Saturday, June 9, 2012

Automation grant in demand

The British Automation and Robot Association (BARA) has reported that after the completion of the first year of the government funded Automating Manufacturing programme, 156 applications were received from British manufacturers to March 31 exceeding the best estimations by over 50%. British manufacturers are urged to apply before the government money runs out.

Mike Wilson Chairman of the British Automation and Robot Association said “we are delighted with the uptake from industry so far. The UK is one of the nations within Europe that has been slow to adopt the use of automation with a mere 25 robots per 10,000 employees as opposed to 127 per 10,000 employees in Germany. One of the keys to success in addressing the UK’s budget deficit is increasing the export output from the UK and the way to do this is by making UK manufacturing as efficient as possible.”

Allen Green Managing Director of A K Industries who recently completed a review said “we have recently had our automation review carried out on site and we have found this very useful. The automation expert has highlighted several areas that we could cost effectively automate and the pay back period is a lot shorter than we had thought. We are pleased that the government is prepared to help UK manufacturing take the next steps in remaining competitive in an ever increasingly global market place. We have just completed our first 6-axis robotic cell”.
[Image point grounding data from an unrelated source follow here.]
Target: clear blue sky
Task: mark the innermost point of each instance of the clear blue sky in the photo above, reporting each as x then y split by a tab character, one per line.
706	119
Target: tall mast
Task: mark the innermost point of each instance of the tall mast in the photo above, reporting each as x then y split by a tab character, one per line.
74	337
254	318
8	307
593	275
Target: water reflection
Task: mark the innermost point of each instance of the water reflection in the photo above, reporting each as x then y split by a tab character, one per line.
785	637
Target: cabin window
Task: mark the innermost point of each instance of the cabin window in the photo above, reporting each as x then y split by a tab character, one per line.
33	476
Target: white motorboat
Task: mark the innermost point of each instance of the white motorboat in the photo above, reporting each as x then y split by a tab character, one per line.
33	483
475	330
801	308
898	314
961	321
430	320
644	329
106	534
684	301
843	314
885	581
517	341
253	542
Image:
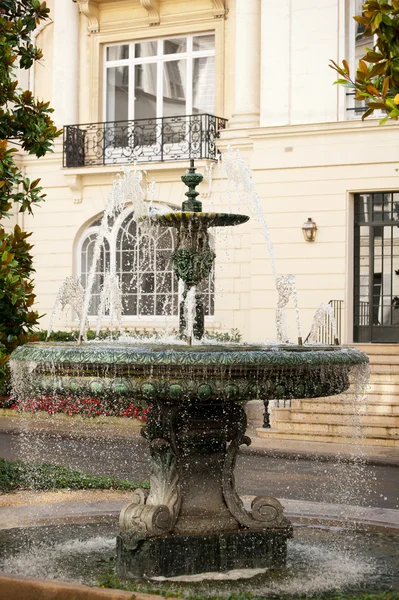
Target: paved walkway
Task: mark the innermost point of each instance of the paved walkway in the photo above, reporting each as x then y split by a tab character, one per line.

Grant Collier of the PPMA group who promotes the automation programme added “we have actively attended many regional events and exhibitions, the PPMA show, and used our extensive end user databases within our four associations and our strategic partners. In addition we have executed a comprehensive PR programme with industry, regional and national press. As a result applications continue to look very positive for year two”.

British Manufacturers in any sector are urged to take advantage of the programme which involves an independent automation expert visiting factory premises and assessing where automation can help. The expert will then write a full report all of which is paid for by the government.